Wofi is a light-weight (non-optimised) implementation for creating isometric worlds. It features multi-level terrains with altitude, objects and agents. The code is primarily developed as a teaching material for the coding project on artificial life "2i013, projet: Vie Artificielle", part of the bachelor in computer science at Sorbonne Université (SU).
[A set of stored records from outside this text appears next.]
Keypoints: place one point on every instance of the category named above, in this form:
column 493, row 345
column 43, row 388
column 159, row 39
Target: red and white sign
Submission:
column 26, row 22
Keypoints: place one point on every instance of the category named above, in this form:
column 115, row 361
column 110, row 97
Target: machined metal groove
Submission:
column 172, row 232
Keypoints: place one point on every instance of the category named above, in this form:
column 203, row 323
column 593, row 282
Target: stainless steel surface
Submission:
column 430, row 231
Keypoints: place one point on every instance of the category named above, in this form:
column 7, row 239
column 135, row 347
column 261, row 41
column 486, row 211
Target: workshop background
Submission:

This code is provided as an entry point to develop more complex projects including dynamic environments (e.g. forest fires, ecological changes) and species interactions (e.g. predator-prey dynamics, dynamic path planning), though you can probably develop simple games with it too.
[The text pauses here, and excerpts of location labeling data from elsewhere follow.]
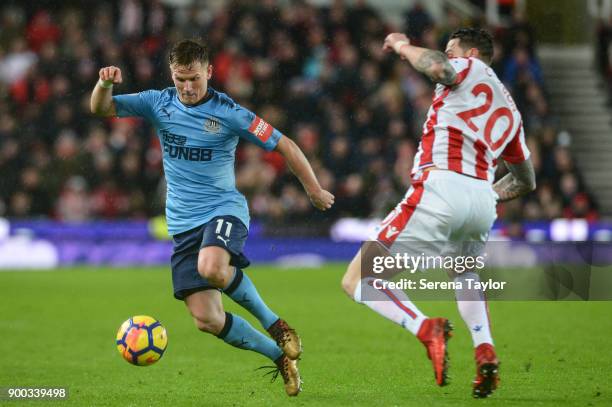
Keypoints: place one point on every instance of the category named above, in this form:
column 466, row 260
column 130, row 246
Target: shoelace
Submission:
column 274, row 371
column 283, row 334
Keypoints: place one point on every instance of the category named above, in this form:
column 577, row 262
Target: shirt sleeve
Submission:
column 137, row 104
column 462, row 66
column 253, row 128
column 516, row 150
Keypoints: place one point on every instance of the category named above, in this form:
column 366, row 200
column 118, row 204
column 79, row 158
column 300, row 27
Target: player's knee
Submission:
column 210, row 268
column 209, row 323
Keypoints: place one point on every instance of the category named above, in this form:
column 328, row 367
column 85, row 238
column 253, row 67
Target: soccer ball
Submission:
column 142, row 340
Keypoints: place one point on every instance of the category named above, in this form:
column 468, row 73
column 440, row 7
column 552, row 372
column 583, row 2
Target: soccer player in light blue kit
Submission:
column 208, row 218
- Author: nicolas.bredeche(at)sorbonne-universite.fr
- Started: 2018-11-17
- Licence: CC-BY-SA -- feel free to do whatever you want, but cite source.
- Dependencies: Python3, Pygame
- Running: python3 isoworld.py
Assets: https://www.kenney.nl/ (great assets by Kenney Vleugels with public domain license)
Method:
- (1) in the console: python3 demo_20181119_12h45.py
- (2) wait for at least 3 FPS updates (see console), exit (press ESC in window), then record final line with fps count (line starts with "[Quit]")
Data:
- Macbook pro, Early 2015, 3.1ghz Intel Core i7, 16 GB RAM, Intel Iris Graphics 6100: 10.272582194960501 fps (2018-11-19, Nicolas)
- Ubuntu 18.04, Intel Xeon(R) CPU E5-2609 v4 @ 1.70GHz x 16, 32 Go, Quadro K420/PCIe/SSE2: 18.57459813310919 fps (2018-11-19, Paul)
Hint: an efficient and quite easy way to optimise running speed is to redraw only cells that have changed inbetween updates, rather than the whole world (which is the current method).